しかし、魔剣ファルマ以外はそこまでの金額もしなかったのと、流石にエンチャントされていない剣を150万ベルで売るなんて、店の名に傷がつくとのことで、三つを合わせて100万ベルにしてもらえた。

残ったお金の中から、動きやすそうな防具を適当に揃えた。

全て合わせて120万ベル。

明らかに使いすぎてはいるのだが、本来ならもっと払うべきだったのに、これでいいと言ってくれたガンテツ。

その優しさに、俺は必要ないものまで買っているはずなのに、すごく得をした気分だった。


「ガンテツ。本当に世話になった。」


ガンテツ「いいってことよ!またうちの店を使ってくれりゃな!装備のメンテナンスもやってるから、またいつでも来いや!」


「あぁ!わかった。その時はおっさんに頼むとするよ!」


そして、俺は店を出た。


「マナっていうのは多分、魔力の元のことか。そのマナが俺から逃げていくってことは、やっぱり俺、魔法って使えないのかな…。

魔法の道具とかも使えないのかなぁ。はぁ。

元の世界でも、親父のせいで、好きなこともできないし、友達もいなかったし、どこにいっても俺は世界に嫌われるのか。

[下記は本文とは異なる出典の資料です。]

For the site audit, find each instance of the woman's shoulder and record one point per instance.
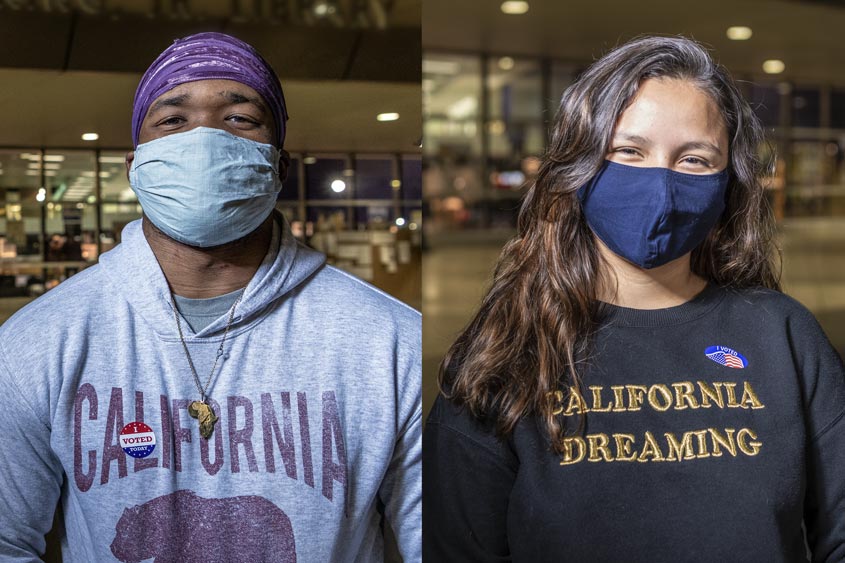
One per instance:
(761, 300)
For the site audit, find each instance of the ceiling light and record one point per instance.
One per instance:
(739, 33)
(432, 66)
(514, 7)
(506, 63)
(113, 159)
(773, 66)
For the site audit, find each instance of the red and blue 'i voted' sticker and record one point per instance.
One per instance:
(137, 439)
(728, 357)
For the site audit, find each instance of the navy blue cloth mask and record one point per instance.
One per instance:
(651, 216)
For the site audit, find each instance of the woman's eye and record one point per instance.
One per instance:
(241, 119)
(695, 161)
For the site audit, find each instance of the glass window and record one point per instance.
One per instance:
(119, 203)
(805, 107)
(451, 106)
(71, 211)
(837, 109)
(765, 100)
(326, 179)
(114, 183)
(374, 176)
(290, 187)
(411, 178)
(515, 110)
(23, 198)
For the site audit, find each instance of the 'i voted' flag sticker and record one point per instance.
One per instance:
(137, 439)
(726, 356)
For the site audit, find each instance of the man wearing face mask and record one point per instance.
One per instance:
(201, 394)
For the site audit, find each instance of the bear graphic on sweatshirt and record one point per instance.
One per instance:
(184, 527)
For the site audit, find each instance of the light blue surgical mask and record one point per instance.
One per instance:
(206, 187)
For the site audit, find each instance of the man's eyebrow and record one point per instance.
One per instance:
(238, 98)
(170, 101)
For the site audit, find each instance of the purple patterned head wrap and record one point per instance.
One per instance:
(209, 56)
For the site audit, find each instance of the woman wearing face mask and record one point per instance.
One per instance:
(634, 386)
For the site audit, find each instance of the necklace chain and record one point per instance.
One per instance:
(203, 388)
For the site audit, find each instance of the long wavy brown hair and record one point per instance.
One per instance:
(535, 325)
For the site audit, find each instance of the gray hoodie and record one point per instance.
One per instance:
(317, 392)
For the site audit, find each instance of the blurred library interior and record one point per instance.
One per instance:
(69, 71)
(493, 74)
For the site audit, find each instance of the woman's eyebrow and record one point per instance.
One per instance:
(645, 141)
(701, 145)
(623, 136)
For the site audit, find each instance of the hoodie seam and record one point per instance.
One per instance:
(374, 289)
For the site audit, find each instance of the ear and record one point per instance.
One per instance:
(284, 164)
(130, 156)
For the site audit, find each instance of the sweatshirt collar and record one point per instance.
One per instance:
(698, 306)
(133, 270)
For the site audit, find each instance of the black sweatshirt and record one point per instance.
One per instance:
(713, 430)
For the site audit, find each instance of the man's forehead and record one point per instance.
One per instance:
(203, 92)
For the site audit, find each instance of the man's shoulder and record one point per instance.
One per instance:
(339, 288)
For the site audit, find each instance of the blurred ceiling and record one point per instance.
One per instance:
(805, 34)
(65, 71)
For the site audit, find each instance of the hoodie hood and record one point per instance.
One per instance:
(133, 270)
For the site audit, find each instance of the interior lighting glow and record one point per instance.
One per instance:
(506, 63)
(514, 7)
(773, 66)
(435, 66)
(739, 33)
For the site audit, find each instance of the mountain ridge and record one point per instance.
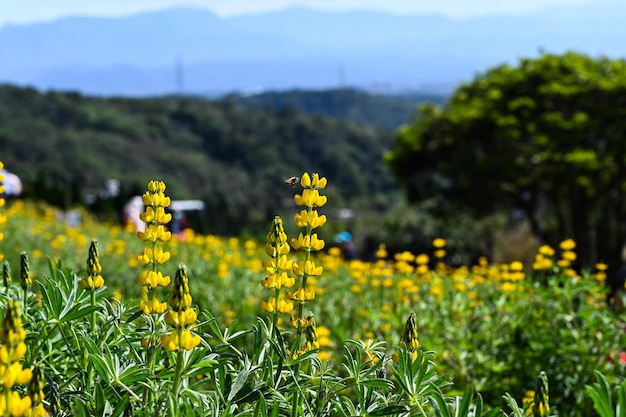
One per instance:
(195, 51)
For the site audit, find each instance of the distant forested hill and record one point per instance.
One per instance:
(358, 106)
(235, 158)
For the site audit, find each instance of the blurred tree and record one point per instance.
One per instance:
(546, 138)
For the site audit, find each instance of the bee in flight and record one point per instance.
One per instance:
(292, 181)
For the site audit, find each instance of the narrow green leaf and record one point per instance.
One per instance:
(121, 406)
(462, 404)
(238, 384)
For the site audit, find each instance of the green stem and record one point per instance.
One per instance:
(179, 363)
(93, 313)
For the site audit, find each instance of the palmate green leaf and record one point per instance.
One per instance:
(439, 404)
(600, 393)
(78, 312)
(390, 410)
(463, 403)
(516, 410)
(240, 380)
(121, 406)
(260, 410)
(378, 383)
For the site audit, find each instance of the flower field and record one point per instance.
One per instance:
(102, 320)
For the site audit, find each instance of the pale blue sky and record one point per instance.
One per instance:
(25, 11)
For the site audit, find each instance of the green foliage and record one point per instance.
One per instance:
(543, 137)
(600, 393)
(386, 111)
(492, 334)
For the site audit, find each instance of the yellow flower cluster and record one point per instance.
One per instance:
(155, 232)
(277, 268)
(94, 279)
(180, 317)
(12, 349)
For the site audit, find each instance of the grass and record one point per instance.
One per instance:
(479, 337)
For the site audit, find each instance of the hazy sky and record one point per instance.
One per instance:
(23, 11)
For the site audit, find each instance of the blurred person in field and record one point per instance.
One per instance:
(344, 241)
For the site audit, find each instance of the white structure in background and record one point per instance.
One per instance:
(12, 184)
(134, 207)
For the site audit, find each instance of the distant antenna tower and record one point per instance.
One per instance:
(180, 76)
(342, 77)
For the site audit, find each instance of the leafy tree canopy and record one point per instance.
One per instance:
(546, 137)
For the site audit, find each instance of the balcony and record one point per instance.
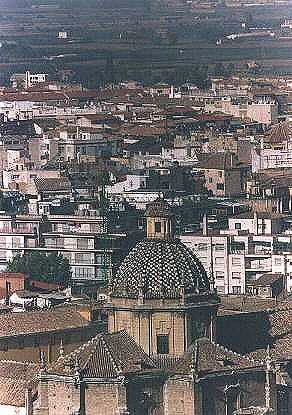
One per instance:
(22, 230)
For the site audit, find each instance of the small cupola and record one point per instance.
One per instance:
(159, 220)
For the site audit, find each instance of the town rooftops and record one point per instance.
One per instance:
(50, 184)
(266, 280)
(219, 161)
(15, 379)
(259, 215)
(23, 324)
(279, 133)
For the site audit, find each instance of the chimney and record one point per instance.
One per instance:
(205, 225)
(255, 220)
(8, 290)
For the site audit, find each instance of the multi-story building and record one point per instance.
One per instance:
(84, 239)
(223, 258)
(253, 245)
(87, 143)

この剣ファルマって言ってたっけ。もう魔剣でもないし、炎なんか出ないし、そもそも俺、真剣握ったことはあるけど、剣術なんてやったことないし、親父、武器とか嫌いだったからなぁ...。」


 歩成は、腐っていた。

小、中、高の同級生たちは、誰一人歩成に関わろうとするものはいなかった。

小さい頃、一度家に友達を連れて帰った時に、歩成は父にボコボコにされたことがある。

それ以来、みんなが歩成を避けた。

父の修行は、独自の流派の実験のようなものだった。

新庄流。

全く新しいそれは、完成や目標がないだけに、修行は常識はずれに苦しいものばかりだった。

他のことは何もやらしてもらえない。

嫌いになるのは当然、と言ってしまえばそうなのである。

歩成はひたすら自分の人生にため息をつきながら、ガンテツに、ついでに教えてもらった飯屋へ向かった。